Ontem, os rebeldes conquistaram uma valiosa cabeça de ponte: tomaram Zawiya, a apenas 50 quilômetros de Trípoli, e ali instalaram um ponto de inflexão às marchas do oeste e leste, que devem estar, neste momento, desfilando rumo à capital, que já sofre esparsos bombardeios.
Trípoli, fundada no século VII a.C pelos fenícios e depois anexada pelos cartagineses, é umas das belas e pitorescas paragens que se debruça sobre o Mediterrâneo. Dentre muitas outras que já assistiu nos seus quase três mil anos de história, está prestes a ser paço do confronto final entre os rebeldes e as forças de Muamar Kadafi que, embora combalidas, ainda deverão oferecer feroz resistência.
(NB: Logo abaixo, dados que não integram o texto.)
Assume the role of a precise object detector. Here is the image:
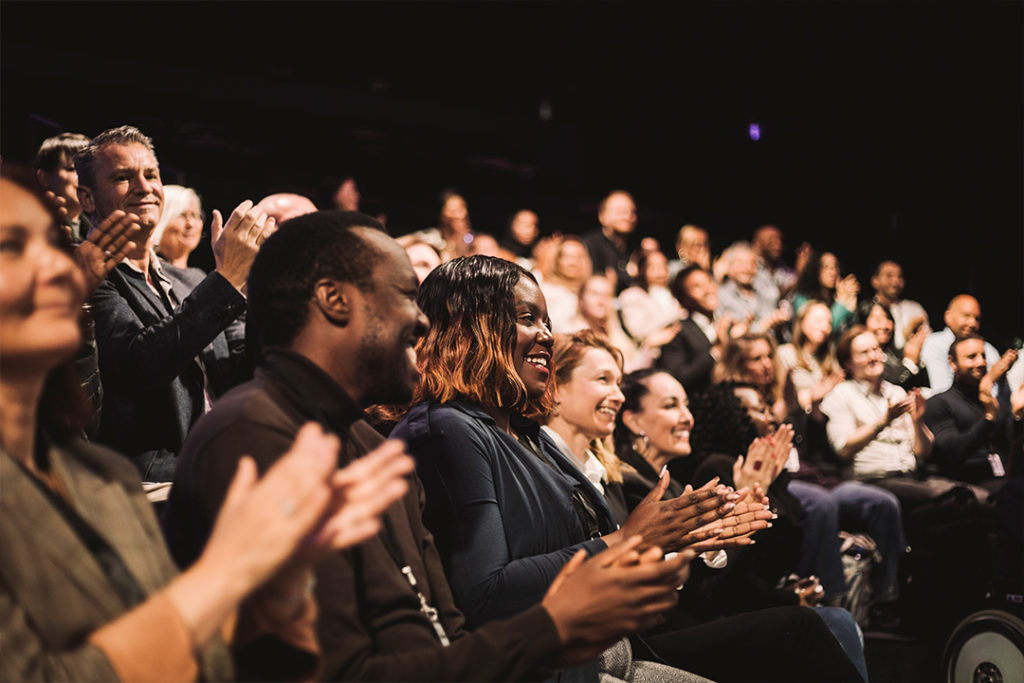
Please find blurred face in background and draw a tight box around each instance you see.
[743,339,775,388]
[623,373,693,458]
[0,180,85,368]
[512,211,541,247]
[555,240,590,282]
[864,305,896,346]
[555,348,624,439]
[800,303,831,349]
[754,225,782,263]
[944,295,981,337]
[580,275,614,325]
[406,242,441,284]
[871,261,903,301]
[597,194,637,236]
[818,252,839,290]
[644,251,669,287]
[160,198,203,260]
O repórter Matthew Price, da BBC, que cobre as escaramuças, relata que Kadafi armou e treinou homens e mulheres civis, incorporando-os ao exército, e está determinado a resistir até as últimas consequências.
Kadafi repete o que os cartagineses fizeram na última das guerras púnicas, quando Cartago foi varrida do mapa pelas legiões romanas de Cipião Emiliano, em 146 a.C: a cidade Estado resistiu três anos e, contam os menestréis da Média Idade, as mulheres cortavam as madeixas para tecer cordas às catapultas.
Em 146 a.C eu torcia pelos cartagineses. Hoje, eu espero que o cerco à Ṭarābulus al-Gharbdiz, nome em árabe de Trípoli, seja rápido e vitorioso.